Dessa forma, conforme Claudio Willer (2010), seria possível falarmos em duas tendências dentro do gnosticismo antigo:
a) gnosticismo ascético: dualista, teria aversão pelo corpo e pela sexualidade, afastando-se da matéria e de tudo que é mundano, considerando o mundo uma obra má do Demiurgo (ou de Sofia); defenderia uma espécie de ascese espiritual, não muito diferente daquela proposta por platônicos e neoplatônicos, apesar de diferenças com estes últimos. Por exemplo, seria o caso de Valentino, ainda que atualmente ele seja visto mais como um gnóstico “monista”.

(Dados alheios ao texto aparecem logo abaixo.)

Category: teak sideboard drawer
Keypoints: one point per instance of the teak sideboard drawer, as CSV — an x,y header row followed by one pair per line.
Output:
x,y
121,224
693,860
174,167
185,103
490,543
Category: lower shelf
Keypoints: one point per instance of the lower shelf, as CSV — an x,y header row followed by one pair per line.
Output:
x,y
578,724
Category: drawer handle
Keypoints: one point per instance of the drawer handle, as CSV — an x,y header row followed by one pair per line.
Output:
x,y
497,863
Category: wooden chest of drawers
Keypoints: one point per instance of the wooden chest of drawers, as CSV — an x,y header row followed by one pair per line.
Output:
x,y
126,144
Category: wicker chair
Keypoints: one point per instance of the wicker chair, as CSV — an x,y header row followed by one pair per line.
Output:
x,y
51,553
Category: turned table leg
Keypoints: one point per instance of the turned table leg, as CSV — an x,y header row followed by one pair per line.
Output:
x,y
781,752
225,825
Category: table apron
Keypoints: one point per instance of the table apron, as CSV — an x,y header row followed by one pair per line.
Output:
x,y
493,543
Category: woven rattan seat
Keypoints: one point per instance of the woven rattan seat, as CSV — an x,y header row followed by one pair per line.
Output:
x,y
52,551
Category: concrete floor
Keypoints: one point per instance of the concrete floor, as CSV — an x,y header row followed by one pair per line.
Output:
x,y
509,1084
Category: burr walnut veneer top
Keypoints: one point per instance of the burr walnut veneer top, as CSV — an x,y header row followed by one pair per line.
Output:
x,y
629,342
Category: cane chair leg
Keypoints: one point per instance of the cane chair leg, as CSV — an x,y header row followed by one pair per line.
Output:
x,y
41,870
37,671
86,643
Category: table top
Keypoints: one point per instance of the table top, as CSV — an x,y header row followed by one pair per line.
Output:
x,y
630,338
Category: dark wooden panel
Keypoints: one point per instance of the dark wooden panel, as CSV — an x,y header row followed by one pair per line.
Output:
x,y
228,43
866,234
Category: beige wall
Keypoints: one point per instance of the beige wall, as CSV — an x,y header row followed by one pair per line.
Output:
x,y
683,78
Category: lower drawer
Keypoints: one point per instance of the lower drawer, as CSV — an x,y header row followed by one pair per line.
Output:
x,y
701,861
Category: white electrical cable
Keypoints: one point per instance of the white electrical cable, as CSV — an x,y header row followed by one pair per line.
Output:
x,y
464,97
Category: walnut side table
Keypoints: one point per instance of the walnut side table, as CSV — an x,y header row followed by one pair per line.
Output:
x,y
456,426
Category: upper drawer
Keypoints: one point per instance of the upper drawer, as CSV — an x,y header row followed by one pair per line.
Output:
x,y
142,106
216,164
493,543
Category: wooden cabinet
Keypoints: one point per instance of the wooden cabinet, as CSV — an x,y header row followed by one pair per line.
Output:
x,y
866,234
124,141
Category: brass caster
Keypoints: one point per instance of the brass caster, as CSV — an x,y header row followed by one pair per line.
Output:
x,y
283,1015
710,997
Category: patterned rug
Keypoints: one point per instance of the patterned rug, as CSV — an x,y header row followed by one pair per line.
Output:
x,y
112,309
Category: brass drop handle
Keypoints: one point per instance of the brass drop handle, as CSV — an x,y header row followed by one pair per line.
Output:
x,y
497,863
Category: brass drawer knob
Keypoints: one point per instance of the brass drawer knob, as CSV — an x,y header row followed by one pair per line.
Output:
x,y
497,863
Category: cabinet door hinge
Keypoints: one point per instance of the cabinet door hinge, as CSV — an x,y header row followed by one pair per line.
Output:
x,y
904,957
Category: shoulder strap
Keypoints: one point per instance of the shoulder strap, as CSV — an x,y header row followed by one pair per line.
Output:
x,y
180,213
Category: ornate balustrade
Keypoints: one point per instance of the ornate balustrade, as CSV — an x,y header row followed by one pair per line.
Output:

b) gnosticismo licencioso: faria uso da sexualidade de forma sagrada, como ocorria nos antigos cultos de mistério (elusianismo e dionisismo), ou quem sabe de forma antinômica, pois seria indiferente o comportamento moral do gnóstico, podendo ele abusar dos prazeres e da sexualidade, ou até mesmo inverter a relação entre o espiritual e o carnal, até porque quem cometeu o pecado original foi Sofia, não o homem, desonerando este último dessa dívida. Exemplos: carpocratianos (nem sempre considerados gnósticos), borboritas e barbelognósticos.
Ciente da polêmica sobre a existência ou não de um gnosticismo licencioso, Arthur Versluis (2019) considera que, em determinados textos, é possível presumir como algumas correntes gnósticas perfilharam realmente uma visão mais imanente ou “tântrica” da sexualidade enquanto algo sagrado, o que não implica em devassidão ou algo do gênero, apenas destoando da moral rígida da ortodoxia cristã que se formava naquele contexto e que demonizava o corpo humano e a sexualidade em nome de uma moral ascética.
De nossa parte, citaremos e comentaremos adiante algumas passagens de textos gnósticos conhecidos que dão margem a uma interpretação na linha de pensamento mais “tântrica”, ainda que nada a respeito possa ser considerado conclusivo ou definitivo, pois esses textos, amiúde de caráter simbólico, metafísico e cosmológico, são, antes de mais nada, de difícil compreensão e interpretação.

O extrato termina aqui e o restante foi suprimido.